2: Geoffroi de Charney
Geoffroi de Charney was just one of the many warrior monks who rose to power within the Knights Templar. But he was no ordinary Templar. A high level master of the French Templar sect, he wielded massive influence within European society. At the time the Knights Templars were the richest and most efficient organization in the world, acting in many ways as the first ever corporation in history. Much of that wealth came from young nobles like de Charney joining and thereby pledging their personal wealth to the Templar cause. It was an age of romance and the lives of warrior monks were simply more exiting than the lives of land owners. But such vast wealth would be the Templar’s downfall.

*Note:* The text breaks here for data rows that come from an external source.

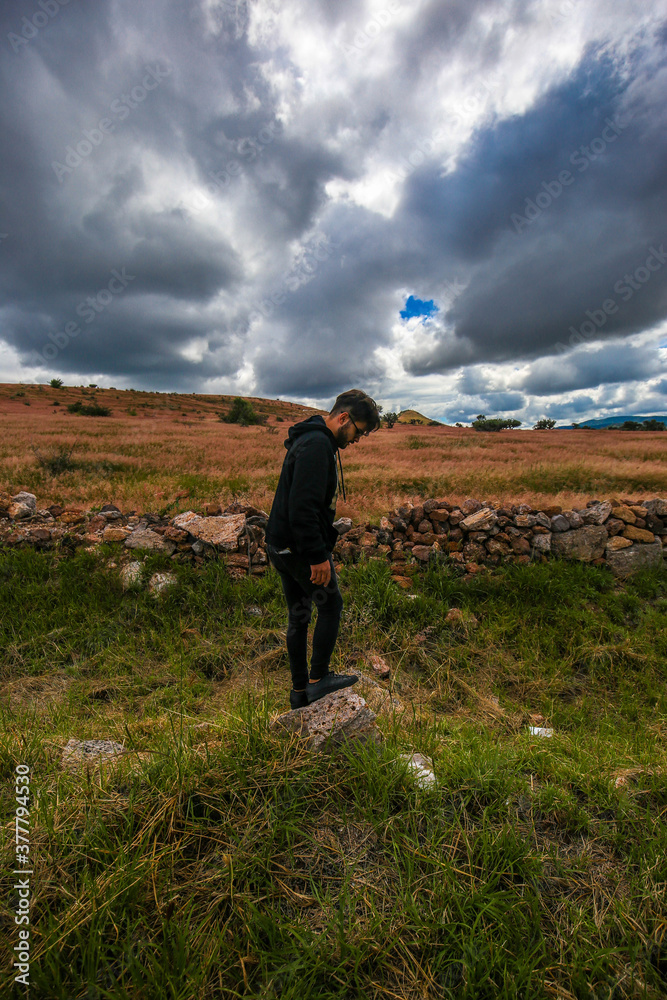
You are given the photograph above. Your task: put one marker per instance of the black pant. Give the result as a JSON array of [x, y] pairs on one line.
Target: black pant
[[300, 594]]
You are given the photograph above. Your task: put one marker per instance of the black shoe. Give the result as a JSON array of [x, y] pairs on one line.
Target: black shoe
[[330, 682], [298, 699]]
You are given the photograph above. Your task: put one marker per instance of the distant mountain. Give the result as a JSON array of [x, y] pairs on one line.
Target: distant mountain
[[610, 421], [414, 417]]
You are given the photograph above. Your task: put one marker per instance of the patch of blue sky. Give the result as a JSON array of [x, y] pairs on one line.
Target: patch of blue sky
[[418, 307]]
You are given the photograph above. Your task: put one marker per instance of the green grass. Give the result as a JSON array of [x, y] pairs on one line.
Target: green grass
[[239, 864]]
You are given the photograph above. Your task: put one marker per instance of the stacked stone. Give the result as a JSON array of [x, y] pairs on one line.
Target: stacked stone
[[624, 534], [237, 534]]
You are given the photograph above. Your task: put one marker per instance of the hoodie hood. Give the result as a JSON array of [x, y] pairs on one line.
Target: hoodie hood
[[315, 423]]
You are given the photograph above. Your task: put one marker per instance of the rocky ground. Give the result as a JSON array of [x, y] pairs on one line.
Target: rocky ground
[[622, 533]]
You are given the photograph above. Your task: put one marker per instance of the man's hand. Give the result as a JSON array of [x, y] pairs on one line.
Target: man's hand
[[321, 573]]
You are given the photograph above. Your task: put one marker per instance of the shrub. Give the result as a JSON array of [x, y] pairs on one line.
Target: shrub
[[242, 413], [484, 423], [545, 424], [89, 410]]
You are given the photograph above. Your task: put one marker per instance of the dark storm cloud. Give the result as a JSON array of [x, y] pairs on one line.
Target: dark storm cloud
[[529, 287], [210, 190], [613, 362]]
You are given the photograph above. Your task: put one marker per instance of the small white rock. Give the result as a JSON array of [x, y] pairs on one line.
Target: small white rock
[[161, 581], [420, 769], [130, 575]]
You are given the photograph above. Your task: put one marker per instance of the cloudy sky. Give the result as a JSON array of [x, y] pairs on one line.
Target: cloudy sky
[[458, 205]]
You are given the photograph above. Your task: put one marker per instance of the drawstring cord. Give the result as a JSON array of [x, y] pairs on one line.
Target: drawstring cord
[[342, 481]]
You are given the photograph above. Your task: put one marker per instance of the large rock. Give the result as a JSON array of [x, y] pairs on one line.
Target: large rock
[[638, 534], [481, 520], [335, 719], [617, 542], [574, 518], [144, 538], [223, 531], [18, 510], [597, 513], [541, 543], [130, 574], [626, 561], [586, 544], [657, 507], [623, 513]]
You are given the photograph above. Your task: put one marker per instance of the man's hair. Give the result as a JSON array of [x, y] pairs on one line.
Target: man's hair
[[360, 406]]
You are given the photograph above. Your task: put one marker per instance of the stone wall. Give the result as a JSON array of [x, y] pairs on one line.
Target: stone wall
[[622, 533]]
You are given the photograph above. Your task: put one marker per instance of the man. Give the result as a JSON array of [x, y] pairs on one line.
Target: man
[[300, 537]]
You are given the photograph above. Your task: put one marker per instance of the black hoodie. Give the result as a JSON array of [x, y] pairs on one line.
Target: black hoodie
[[304, 506]]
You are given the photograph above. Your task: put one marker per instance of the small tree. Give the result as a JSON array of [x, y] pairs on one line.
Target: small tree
[[484, 423], [242, 413]]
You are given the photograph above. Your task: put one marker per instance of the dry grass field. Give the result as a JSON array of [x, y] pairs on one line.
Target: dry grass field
[[158, 450]]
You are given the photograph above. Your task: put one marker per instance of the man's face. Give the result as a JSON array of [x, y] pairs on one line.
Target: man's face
[[349, 431]]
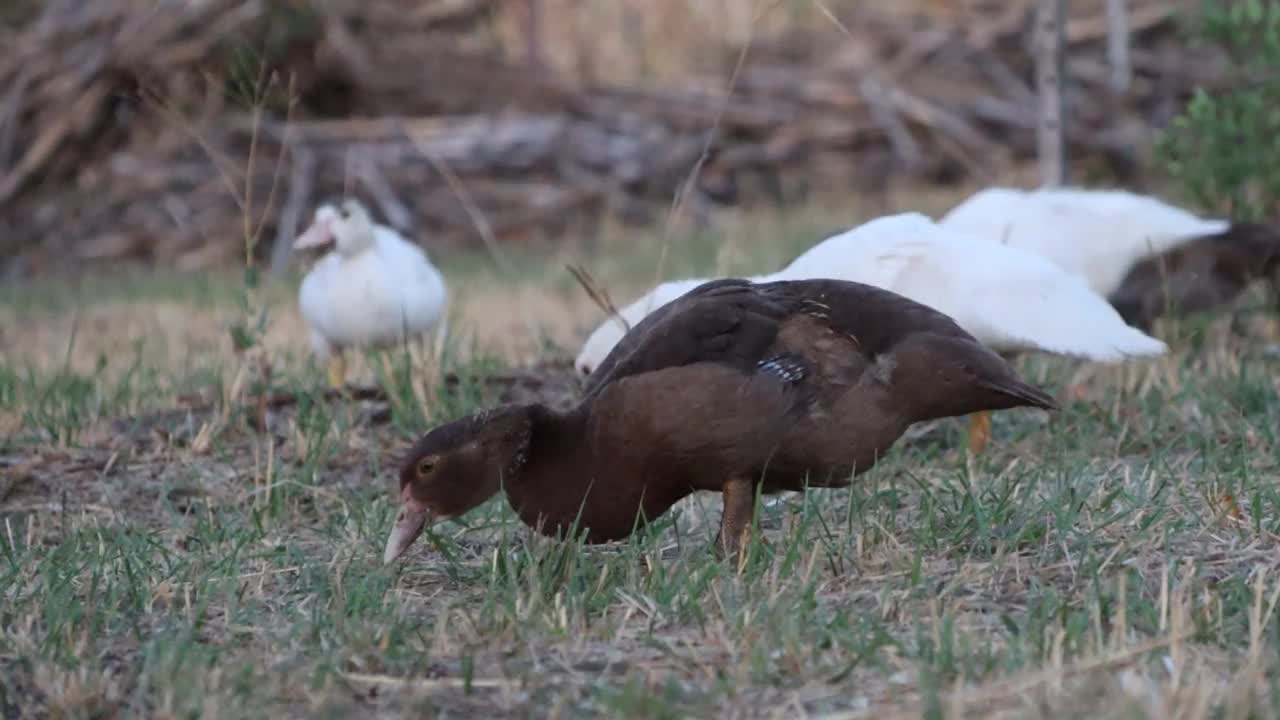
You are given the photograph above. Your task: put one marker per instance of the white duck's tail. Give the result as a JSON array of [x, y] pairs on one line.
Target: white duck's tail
[[1129, 341]]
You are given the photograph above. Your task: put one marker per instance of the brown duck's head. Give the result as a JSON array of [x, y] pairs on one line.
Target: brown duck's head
[[456, 468], [942, 377]]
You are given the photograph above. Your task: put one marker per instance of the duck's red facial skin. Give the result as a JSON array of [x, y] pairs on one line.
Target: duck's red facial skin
[[456, 468], [319, 235]]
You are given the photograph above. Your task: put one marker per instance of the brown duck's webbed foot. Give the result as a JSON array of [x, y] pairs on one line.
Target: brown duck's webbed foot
[[739, 495], [337, 370], [979, 432]]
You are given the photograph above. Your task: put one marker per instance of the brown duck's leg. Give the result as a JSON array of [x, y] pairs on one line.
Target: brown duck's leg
[[979, 431], [739, 497], [337, 369]]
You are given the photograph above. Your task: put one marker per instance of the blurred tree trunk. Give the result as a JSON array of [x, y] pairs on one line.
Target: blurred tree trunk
[[534, 35], [1118, 45], [1050, 65]]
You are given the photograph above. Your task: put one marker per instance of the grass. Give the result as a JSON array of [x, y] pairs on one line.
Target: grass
[[160, 555]]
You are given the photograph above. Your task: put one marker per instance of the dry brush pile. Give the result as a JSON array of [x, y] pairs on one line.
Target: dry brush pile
[[170, 132]]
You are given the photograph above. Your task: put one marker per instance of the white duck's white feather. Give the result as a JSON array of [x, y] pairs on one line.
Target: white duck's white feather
[[366, 294], [1008, 299], [611, 331], [1095, 233]]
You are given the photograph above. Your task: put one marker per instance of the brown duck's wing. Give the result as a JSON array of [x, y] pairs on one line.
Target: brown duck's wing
[[877, 318], [726, 320]]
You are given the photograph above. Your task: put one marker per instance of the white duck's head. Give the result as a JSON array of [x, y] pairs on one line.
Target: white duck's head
[[347, 227]]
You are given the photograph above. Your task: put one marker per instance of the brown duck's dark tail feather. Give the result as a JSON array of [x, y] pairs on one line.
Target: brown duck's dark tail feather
[[1023, 395]]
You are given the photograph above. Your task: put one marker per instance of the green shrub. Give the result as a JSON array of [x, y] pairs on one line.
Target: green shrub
[[1224, 149]]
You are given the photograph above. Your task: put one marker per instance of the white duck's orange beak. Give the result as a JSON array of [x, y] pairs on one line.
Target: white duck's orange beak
[[412, 519], [318, 235]]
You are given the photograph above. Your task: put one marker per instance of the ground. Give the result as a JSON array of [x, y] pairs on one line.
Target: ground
[[182, 534]]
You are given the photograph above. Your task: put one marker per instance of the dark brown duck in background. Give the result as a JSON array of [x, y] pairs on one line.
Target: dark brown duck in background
[[1202, 274], [730, 387]]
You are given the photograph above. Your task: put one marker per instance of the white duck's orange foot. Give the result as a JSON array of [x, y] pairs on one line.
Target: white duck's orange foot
[[337, 370]]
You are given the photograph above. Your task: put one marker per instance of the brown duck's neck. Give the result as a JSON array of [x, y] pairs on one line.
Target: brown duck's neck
[[589, 473], [556, 472]]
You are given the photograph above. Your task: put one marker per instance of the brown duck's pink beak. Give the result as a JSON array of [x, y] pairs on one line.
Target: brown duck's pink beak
[[412, 519], [318, 235]]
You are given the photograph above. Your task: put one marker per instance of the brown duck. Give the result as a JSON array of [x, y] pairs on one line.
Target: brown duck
[[732, 387], [1202, 274]]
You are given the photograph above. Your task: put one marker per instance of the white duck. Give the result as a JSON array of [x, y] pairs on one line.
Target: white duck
[[1009, 299], [374, 287], [1095, 233], [611, 331]]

The king of France decided to dissolve the organization in order to steal their riches and therefore enrich his kingdom. Templar leaders were charged with all kinds of crimes – heresy, blasphemy, corruption, even homosexuality. As a powerful Templar, Geoffroi de Charney himself was charged with such crimes. And in 1314 he was executed by burning.
1: Kuki Yoshitaka
A powerful naval commander during 1500s Japan, Kuki Yoshitaka was just as much a devout student of Zen. In fact he was headmaster of a martial arts school. It was an especially important school for Samurai warriors, known as the Nine Gods Divine School. In time he proved his martial and military skill to the warlord Oda Nobunaga, who gave him command of the entire naval fleet. From there he led several campaigns, including a Japanese invasion of Korea in 1592. Like so many warrior monks of Shogunate Japan, Kuki Yoshitaka ended it all with seppuku.